On-Street Bike Parking Boom In Ferndale

FERNDALE—Those who have spent time in Ferndale recently may have noticed several bright yellow, on-street bicycle racks that have been popping up around its downtown. These racks – six to date – are part of a joint project by the Ferndale Downtown Development Authority and the City of Ferndale to create a more walkable community that is easily accessible by non-motorists, with an additional five to be installed later this year.

“It’s important because we are in a much more close-knit community where our homes are not spread out,” Ferndale DDA Executive Director Cristina Sheppard-Decius said. “We have a lot of people in a small radius and to access our downtown, a lot of them can walk into town. You want to make sure they can easily walk the sidewalk and get to where they’re going.”

The Ferndale DDA has added more than 35 bicycle racks to downtown sidewalks in the past four years. But it wasn’t until May 2012 it installed its first on-street bike parking rack near the Western Market at 447 W. Nine Mile Road. It has since added five additional on-street racks, including another two on Nine Mile Road, one on Vester Road and one on Troy Road, as well as its most recent on Woodward Avenue in early July.

The installation was the first on-street bike rack to be placed on a Michigan trunk line, which the Michigan Department of Transportation said supports the state’s Complete Streets policy to make roads more accessible for both motorized and non-motorized transportation.

“The more people you can get into your downtown in different ways, the strong your economy is going to be” ~ Cristina Sheppard-Decius

“This installation supports MDOT’s commitment to multi-modal transportation services and complements the legislators’ Complete Streets Policy by providing safe options for all users of the state trunk line system,” spokesperson Rob Morosi said in a press release.

The on-street bike racks take up a former parking space and hold up to 12 bikes. Each one is painted bright yellow and Sheppard-Decius said the DDA has started streamlining the racks to make them as noticeable and protected as possible by adding bumpers, reflective tape, stanchions and thermoplastic tape that marks the designated bike parking area.

“It’s really just to make sure that motorists realize that ‘Hey there’s bike parking here,’” she said. “It’s very visible.”

Sheppard-Decius said the purchase and installation of each of the on-street racks costs about $1,000 and about $200 for sidewalk bike racks.

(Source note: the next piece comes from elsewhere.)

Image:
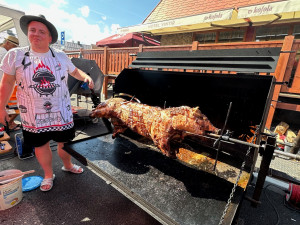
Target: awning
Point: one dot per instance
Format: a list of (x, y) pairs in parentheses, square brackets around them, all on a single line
[(126, 40), (275, 12), (191, 23)]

She estimated the DDA and city have spent about $25,000 on the project so far over the past few years and the move is also an investment in the local economy.

“The more people you can get into your downtown in different ways, the strong your economy is going to be,” she said. Several downtown restaurants and retailers said they were happy with changes.

Michael Hennes, owner of the Howes Bayou restaurant at 22848 Woodward Avenue, said he had been pushing for more bicycle parking since his restaurant added patio seating and was happy when the bicycle rack was installed in front of his restaurant.

“I’ve always wanted to make it more convenient and [bike parking] more obvious,” he said. “The more bike racks and the more bike lanes and cyclists out there, the safer it is for bike riders.”

Hennes, himself an avid cyclist, said feedback from customers has been almost entirely positive.

“Some people are confused by it initially, but they just haven’t seen one on a major road before,” he said. Kevin Rogers, owner of Just 4 Us café and gift shop on 211 W. 9 Mile has had a bike rack in front of his store for nearly a year.

He said he has seen some problems of motorists backing into the bike racks, but overall is supportive of the project.

“People are using them, a lot of local people in town, and it’s nice to see it happen that way,” he said. Down the road, Sheppard-Decius said they are considering adding additional on-street bike racks next year, they just have to wait and see.

“We want to wait how everything is flowing where the need or demand might be,” she said. “That’s really what we’re responding to as well.”